29 Ende Absaloms jongens deden aen Amnon, gelijck als Absalom geboden hadde: doe stonden alle sonen des Conincx op, ende reden een yegelijck op sijnen muyl, ende vloden .
30 Ende het geschiedde, als sy op den wech waren, dat het geruchte tot David quam, datmen seyde: Absalom heeft alle de sonen des Conincx geslagen, ende daer en is niet een van hen overgelaten.
31 Doe stont de Coninck op, ende scheurde sijne kleederen, ende leyde sich neder ter aerden: desgelijcx stonden alle sijne knechten met gescheurde kleederen .
32 Maer Ionadab, de sone van Simea, Davids broeder, antwoordde, ende seyde; Mijn Heere en segge niet, dat sy alle de jongelingen, des Conincx sonen, gedoodt hebben; maer Amnon alleen is doot: want by Absalom isser op toe geleyt, van den dach af, dat hy sijne suster Thamar verkracht heeft.
33 So en neme nu mijn Heere de Coninck de sake niet in sijn herte, denckende; Alle des Conincks sonen zijn doodt: want Amnon alleen is doodt.
34 Absalom nu vluchtede: ende de jonge, die de wacht hieldt, hief sijne oogen op, ende sach toe: ende siet, daer quam veel volcks van den wech achter hem, aen de zijde van ’t geberchte.

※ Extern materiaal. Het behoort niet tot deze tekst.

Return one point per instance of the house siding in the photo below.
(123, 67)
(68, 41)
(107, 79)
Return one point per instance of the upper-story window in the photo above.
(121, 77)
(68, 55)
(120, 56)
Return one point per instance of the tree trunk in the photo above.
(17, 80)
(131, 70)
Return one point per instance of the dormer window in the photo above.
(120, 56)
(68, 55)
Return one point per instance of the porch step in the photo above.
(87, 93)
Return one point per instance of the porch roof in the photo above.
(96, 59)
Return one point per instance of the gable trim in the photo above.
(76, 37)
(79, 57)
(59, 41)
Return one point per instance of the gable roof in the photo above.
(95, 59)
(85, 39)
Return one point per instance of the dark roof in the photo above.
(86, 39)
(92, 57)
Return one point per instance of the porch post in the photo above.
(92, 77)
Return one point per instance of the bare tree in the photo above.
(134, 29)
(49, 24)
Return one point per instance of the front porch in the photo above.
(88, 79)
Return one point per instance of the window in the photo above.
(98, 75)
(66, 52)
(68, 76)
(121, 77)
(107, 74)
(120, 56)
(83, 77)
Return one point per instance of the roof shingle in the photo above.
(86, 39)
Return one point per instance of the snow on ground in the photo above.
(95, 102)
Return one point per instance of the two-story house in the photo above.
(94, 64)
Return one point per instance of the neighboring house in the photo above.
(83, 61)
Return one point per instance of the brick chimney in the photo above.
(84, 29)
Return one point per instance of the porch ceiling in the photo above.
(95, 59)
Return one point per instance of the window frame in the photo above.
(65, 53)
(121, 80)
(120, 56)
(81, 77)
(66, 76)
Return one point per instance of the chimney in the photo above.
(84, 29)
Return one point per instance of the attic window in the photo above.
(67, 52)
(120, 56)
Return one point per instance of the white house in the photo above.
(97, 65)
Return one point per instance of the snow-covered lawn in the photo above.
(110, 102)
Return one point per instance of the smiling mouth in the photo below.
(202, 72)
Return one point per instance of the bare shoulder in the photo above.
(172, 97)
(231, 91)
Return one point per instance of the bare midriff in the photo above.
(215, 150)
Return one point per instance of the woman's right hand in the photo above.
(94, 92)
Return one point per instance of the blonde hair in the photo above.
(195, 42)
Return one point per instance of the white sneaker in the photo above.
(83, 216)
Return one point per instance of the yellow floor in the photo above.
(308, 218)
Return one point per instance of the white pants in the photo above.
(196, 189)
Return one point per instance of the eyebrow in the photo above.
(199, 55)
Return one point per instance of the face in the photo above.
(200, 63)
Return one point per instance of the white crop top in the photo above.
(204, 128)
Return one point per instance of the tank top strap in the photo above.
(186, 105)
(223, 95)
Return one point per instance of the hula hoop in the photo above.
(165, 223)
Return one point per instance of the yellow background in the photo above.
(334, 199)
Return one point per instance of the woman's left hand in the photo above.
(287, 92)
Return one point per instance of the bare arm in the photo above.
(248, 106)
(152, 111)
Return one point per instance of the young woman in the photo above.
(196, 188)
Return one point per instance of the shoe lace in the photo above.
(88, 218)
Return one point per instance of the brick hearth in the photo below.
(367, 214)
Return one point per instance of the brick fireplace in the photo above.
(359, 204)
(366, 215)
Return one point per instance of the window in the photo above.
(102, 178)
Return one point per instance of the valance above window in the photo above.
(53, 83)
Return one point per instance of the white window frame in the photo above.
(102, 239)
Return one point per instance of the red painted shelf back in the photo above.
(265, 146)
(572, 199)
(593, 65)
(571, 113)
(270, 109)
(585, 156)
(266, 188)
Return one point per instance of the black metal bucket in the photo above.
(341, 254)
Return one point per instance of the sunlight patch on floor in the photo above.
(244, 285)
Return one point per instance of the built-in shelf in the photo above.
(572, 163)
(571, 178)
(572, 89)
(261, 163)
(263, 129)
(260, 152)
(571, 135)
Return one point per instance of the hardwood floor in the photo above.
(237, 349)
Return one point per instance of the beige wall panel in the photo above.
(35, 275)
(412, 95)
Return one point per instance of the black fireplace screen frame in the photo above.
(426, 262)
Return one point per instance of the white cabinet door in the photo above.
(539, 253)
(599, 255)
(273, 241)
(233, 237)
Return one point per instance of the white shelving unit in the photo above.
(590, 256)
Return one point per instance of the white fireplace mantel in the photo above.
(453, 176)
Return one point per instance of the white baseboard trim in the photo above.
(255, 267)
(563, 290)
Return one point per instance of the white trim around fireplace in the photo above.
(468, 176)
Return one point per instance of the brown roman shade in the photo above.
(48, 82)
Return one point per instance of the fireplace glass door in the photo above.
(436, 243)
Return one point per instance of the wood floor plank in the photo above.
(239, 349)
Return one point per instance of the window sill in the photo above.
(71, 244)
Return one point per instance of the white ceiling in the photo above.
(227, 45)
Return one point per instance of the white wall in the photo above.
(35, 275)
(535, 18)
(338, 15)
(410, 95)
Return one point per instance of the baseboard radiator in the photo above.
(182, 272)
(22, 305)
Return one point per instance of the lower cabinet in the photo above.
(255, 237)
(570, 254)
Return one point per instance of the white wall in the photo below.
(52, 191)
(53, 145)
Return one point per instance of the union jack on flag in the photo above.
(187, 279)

35 Doe seyde Ionadab tot den Coninck; Siet, de sonen des Conincx komen: nae het woort uwes knechts, alsoo is’t geschiet.
36 Ende het geschiedde, als hy ge-eyndigt hadde te spreken, siet, so quamen de sonen des Conincx, ende hieven hare stemmen op, ende weenden: ende de Coninck oock, ende alle sijne knechten weenden met een seer groot geween.
37 (Absalom dan vluchtede, ende tooch tot Thalmai, den sone van Ammihur, Coninck van Gesur:) ende hy droech rouwe over sijnen sone, alle die dagen.
38 Also vluchtede Absalom, ende tooch nae Gesur: ende hy was aldaer drie jaren.
39 Doe verlangde [de ziele] des Conincx Davids seer om na Absalom uyt te trecken: want hy hadde sich getroost over Amnon dat hy doot was.